Whether you are exposed to a chilling wind, swept up in the passion of a ballad, or suffering a fright, a common phenomenon is that of cutis anserina. This is the medical term for a common physiological occurrence known as goose bumps, which involves the appearance of small bumps all over the skin's surface in response to cold temperatures or strong emotions. Whilst everyone has experienced this at some time or another, not many people stop to think twice about it and wonder why it happens, or what function it is meant to serve.
Why do goose bumps appear?
When you think of how a cat protects itself, the immediate image that comes to mind is of a puffed up snarling animal with hair standing on end. Porcupines exhibit similar behaviour in fear, differing only in the fact that they are covered in spines that protrude from their body and act as an effective defense mechanism. In fact many animals use the same tactics to provoke fear in their opponent and gain an edge in battle.
Goose bumps are also useful to animals during cold weather. Raising thick hair acts to regulate the animal's temperature and protect it from the cold. Humans may not have spines or dense enough hair to benefit from the thermo-regulative effect or use this strategy in a fight, but their ancestors did, and in this sense goose bumps are the remnant of a trait that has gradually became vestigial with evolution.
What causes goose bumps?
Goose bumps are a reaction controlled by the hypothalamus, which is a small organ in the brain stem responsible for controlling the central nervous system. When exposed to cold weather or a threat, the hypothalamus sends signals to the adrenal cortex and initiates a release of hormones from the nearby pituitary gland which travel to the adrenal glands and cause the neurotransmitter epinephrine to be released. This is popularly known as adrenaline and is the main participant in the fight or flight response along with cortisol, and acts to initiate the occurrence of goose bumps.

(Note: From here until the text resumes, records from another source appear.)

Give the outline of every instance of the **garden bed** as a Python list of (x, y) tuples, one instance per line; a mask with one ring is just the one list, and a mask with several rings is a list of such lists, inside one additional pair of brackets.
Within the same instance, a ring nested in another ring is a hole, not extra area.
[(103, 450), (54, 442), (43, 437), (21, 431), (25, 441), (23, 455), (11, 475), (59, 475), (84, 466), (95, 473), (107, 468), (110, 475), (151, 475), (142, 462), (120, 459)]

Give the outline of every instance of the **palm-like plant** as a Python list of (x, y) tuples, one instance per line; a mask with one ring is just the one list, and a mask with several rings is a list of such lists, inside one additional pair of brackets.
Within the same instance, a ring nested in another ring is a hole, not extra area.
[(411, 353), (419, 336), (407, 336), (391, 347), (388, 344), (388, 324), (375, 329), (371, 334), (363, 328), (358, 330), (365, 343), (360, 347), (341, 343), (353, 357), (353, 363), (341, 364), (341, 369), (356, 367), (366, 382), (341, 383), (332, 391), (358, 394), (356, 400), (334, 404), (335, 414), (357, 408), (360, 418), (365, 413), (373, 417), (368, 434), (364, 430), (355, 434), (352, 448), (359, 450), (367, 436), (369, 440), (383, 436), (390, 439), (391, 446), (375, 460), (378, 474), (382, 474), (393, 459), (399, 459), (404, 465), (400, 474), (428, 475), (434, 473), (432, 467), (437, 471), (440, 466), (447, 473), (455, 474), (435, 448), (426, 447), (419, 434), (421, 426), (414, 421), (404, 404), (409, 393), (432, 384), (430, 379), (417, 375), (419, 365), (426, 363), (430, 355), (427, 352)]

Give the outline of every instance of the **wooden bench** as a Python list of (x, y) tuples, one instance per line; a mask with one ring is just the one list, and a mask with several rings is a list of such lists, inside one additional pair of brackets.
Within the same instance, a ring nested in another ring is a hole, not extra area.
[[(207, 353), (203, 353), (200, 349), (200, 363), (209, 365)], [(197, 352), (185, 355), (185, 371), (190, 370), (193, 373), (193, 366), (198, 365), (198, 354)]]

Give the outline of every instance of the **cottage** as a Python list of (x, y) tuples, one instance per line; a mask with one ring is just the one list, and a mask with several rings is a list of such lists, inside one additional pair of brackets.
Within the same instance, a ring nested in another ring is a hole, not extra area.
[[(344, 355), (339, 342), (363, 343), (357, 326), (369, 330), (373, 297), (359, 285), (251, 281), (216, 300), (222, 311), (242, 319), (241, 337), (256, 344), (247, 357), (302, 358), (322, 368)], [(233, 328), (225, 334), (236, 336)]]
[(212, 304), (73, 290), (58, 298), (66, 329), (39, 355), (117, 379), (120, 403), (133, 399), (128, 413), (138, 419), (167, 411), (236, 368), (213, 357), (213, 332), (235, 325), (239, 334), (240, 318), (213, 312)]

In response to the epinephrine and fight or flight respnse, signals from the autonomic nervous system provoke tiny muscles present in hair follicles called arrectores pilorum to be stimulated and contract to produce a small raised bump and the hair inside the follicle will become erect. This is called piloerection and is the unseen mechanical force behind the appearance of goose bumps.
The appearance of goose bumps is not likely responsible for any beneficial action according to research, and is an example of many traits and organs which have become vestigial with evolution. Nobody knows exactly what path humans are on in their evolution, but what is known is that vestigial traits offer a fascinating story of our heritage and the mysteries of life.